There was joy from draftees, tears from those who went undrafted and tears of joy from Thomas Robinson.
Undrafted free agents in the NBA don't get as much coverage or respect as their NFL counterparts, but there are a handful of players who will make an impact if a team takes a chance on them.
Three point guards who could step in and run an NBA offense went undrafted in 2012.
Here they are.
There's no explanation for why the best passer in the NCAA last season went undrafted in the 2012 NBA draft. Maybe it was because he played at Iona against inferior competition, but a pure passer can pass anywhere he plays.

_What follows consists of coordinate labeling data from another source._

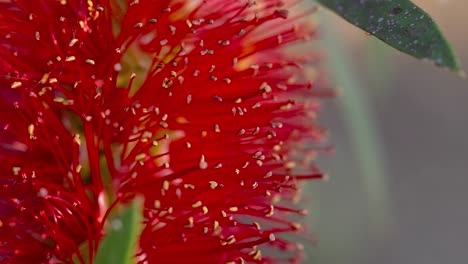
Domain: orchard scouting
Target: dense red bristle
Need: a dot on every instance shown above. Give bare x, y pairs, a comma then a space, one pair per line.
195, 105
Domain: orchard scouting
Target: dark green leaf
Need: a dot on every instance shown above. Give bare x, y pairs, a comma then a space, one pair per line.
401, 24
120, 243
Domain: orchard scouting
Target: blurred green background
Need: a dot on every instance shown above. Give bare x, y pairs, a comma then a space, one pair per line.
399, 175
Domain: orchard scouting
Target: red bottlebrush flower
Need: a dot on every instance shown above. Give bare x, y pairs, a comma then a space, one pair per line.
194, 105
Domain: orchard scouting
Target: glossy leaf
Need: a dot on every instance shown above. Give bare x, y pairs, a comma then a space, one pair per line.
401, 24
120, 243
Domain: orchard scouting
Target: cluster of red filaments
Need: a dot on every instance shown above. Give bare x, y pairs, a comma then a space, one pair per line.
193, 105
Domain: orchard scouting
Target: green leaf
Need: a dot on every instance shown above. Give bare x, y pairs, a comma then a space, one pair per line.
120, 243
402, 25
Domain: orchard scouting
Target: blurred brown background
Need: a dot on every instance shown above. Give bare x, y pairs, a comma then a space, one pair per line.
420, 119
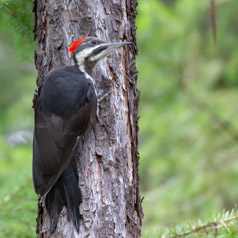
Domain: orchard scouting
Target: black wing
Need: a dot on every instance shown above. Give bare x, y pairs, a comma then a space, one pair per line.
63, 110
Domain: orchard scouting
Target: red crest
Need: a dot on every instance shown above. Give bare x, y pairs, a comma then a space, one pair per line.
75, 44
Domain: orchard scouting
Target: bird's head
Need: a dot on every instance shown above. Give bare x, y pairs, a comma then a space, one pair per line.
87, 51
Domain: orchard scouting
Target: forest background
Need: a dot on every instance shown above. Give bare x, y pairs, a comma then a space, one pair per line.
188, 117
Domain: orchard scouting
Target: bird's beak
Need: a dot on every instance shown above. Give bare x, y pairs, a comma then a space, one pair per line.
117, 45
114, 46
106, 49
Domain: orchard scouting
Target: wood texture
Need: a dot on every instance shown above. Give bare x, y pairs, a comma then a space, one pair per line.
108, 165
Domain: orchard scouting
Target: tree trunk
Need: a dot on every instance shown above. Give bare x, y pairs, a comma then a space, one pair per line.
108, 165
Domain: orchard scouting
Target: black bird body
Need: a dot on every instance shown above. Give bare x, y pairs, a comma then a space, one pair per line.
65, 105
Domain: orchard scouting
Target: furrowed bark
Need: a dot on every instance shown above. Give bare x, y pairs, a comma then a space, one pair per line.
108, 163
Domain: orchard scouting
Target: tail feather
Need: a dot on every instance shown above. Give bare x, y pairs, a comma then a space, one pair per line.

He's not terribly undersized for a point guard at 6'1". While that is a bit short, he still led the entire country in assists.
Yes, he had more assists per game than Kendall Marshall, Damian Lillard, Tony Wroten Jr. and Marquis Teague, who were all drafted in the first round.

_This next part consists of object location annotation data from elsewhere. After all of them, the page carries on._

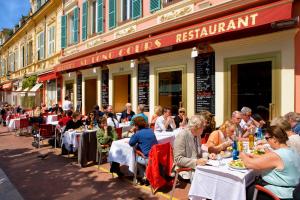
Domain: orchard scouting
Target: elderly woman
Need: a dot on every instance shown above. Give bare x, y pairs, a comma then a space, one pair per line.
281, 167
143, 139
294, 139
91, 120
75, 122
105, 134
219, 140
127, 114
181, 119
294, 120
187, 146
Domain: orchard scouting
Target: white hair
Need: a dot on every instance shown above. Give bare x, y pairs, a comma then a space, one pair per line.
246, 110
196, 121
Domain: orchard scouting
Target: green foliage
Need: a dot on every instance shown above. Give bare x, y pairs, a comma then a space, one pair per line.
29, 82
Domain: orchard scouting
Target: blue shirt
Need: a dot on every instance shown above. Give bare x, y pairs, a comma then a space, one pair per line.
139, 115
145, 139
288, 176
296, 129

Machado can do a bit of scoring, too. In his senior season, he averaged 13.6 points per game on just 9.5 shots. He shot 49.5 percent from the field and 40 percent from behind the arc. He's a good rebounder for his size and got better every year in his college career, improving on both his scoring and assist numbers consistently.
As a Queens, New York native, it wouldn't be a surprise to see the New York Knicks strike a deal with the former Gael if their other free-agency plans fall through.
Holloway will start playing with the Toronto Raptors' summer league (h/t Shannon Russell of Cincinnati.com), but that doesn't mean he's on the NBA team.
He'll have to fight his way up the ranks and prove to teams around the league that they made a mistake by choosing not to draft him.
The former Xavier Musketeer isn't a pure passer like Machado, but he's a better scorer. In his senior season with Xavier, he averaged 17 points, 5.1 assists and 3.7 rebounds per game.
The "inferior competition" argument goes out the window here, because Tony Wroten Jr. was drafted No. 25 overall, and the Pac-12 was abysmal last season. Granted, Wroten has some more size, but if he can go at No. 25, Holloway could have gone at No. 55.
Taylor led the Wisconsin Badgers with 13.7 points and four dimes per game last season. That's pretty impressive for a point guard in the Big Ten.
He played against the likes of Michigan State, Michigan, Ohio Stage, Indiana and Purdue. Only Penn State and Nebraska finished with overall records below .500.
Taylor's most impressive trait is his ability to take care of the ball. In 36 minutes per game, he turned the ball over just 1.6 times on average.